Following the outbreak of coronavirus 2019 (COVID-19), there is strong evidence of neurological involvement in these patients. We aimed to determine the clinical characteristics of neurological manifestations in COVID-19.
A systematic review of studies reporting neurological manifestations published between 1 December, 2019 and 11 May, 2020 was performed. Studies were grouped based on neurological manifestation. Pooled analyses of individual patient’s clinical characteristics and olfactory and gustatory dysfunction prevalence were performed.

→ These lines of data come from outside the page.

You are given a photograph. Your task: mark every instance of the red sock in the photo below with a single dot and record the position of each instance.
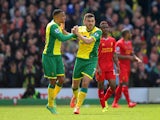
(126, 93)
(101, 97)
(108, 93)
(118, 94)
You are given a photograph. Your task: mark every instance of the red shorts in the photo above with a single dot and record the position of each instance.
(124, 76)
(105, 76)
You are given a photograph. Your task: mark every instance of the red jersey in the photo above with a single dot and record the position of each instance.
(105, 53)
(124, 48)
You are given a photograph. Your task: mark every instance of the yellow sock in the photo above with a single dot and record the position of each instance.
(56, 90)
(50, 95)
(80, 99)
(75, 92)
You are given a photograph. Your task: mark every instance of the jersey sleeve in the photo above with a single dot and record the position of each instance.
(59, 35)
(97, 35)
(118, 48)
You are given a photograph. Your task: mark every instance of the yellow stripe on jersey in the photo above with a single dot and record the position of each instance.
(56, 44)
(85, 49)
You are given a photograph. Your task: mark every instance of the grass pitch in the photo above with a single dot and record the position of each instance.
(88, 112)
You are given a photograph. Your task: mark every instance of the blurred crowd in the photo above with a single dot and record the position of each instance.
(22, 37)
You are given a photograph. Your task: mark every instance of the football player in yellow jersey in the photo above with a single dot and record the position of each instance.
(52, 59)
(86, 60)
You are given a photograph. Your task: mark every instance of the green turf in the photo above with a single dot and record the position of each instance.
(92, 112)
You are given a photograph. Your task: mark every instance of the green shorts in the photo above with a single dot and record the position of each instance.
(84, 67)
(53, 66)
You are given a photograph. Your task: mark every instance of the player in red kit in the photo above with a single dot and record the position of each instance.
(105, 67)
(125, 55)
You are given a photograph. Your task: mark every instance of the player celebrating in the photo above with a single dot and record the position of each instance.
(51, 57)
(105, 68)
(86, 61)
(125, 55)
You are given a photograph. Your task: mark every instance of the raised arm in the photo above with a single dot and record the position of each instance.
(60, 36)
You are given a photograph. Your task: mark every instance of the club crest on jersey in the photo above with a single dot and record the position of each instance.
(57, 30)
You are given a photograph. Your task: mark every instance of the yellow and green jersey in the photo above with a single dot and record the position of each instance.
(54, 37)
(87, 51)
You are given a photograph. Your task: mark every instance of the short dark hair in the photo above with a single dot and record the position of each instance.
(56, 12)
(102, 23)
(88, 15)
(124, 32)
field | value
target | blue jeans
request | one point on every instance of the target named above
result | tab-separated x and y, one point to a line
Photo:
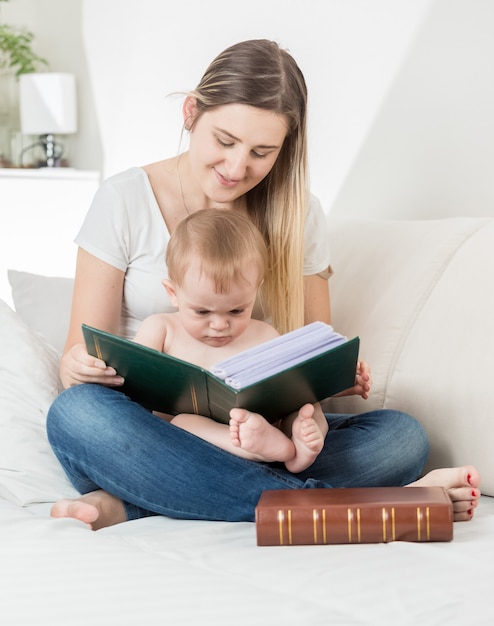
105	441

Of 486 studies identified, 48 were included. 70 patients with 73 neurological manifestations were reported. 39 (53.4%) patients had stroke, 18 (24.7%) had Guillain-Barré syndrome and variants, 11 (15.1%) had meningitis, encephalitis, encephalopathy, or myelitis, and five (6.8%) had seizures. They had a mean age of 61.9 ± 17.7 years (60.6% male). Neurological disease occurred 8.1 ± 6.8 days from initial symptoms. Average mortality rate was 17.8%. Stroke has a mortality rate of 25.6%. Olfactory and gustatory dysfunction occurred in 59.9% and 57.5%, respectively.
Stroke is the most frequently reported neurological manifestation in COVID-19 and has the highest mortality rate. Neurological manifestations tend to develop one to two weeks after the onset of respiratory disease. There is significant morbidity and mortality associated with COVID-19 neurological manifestations.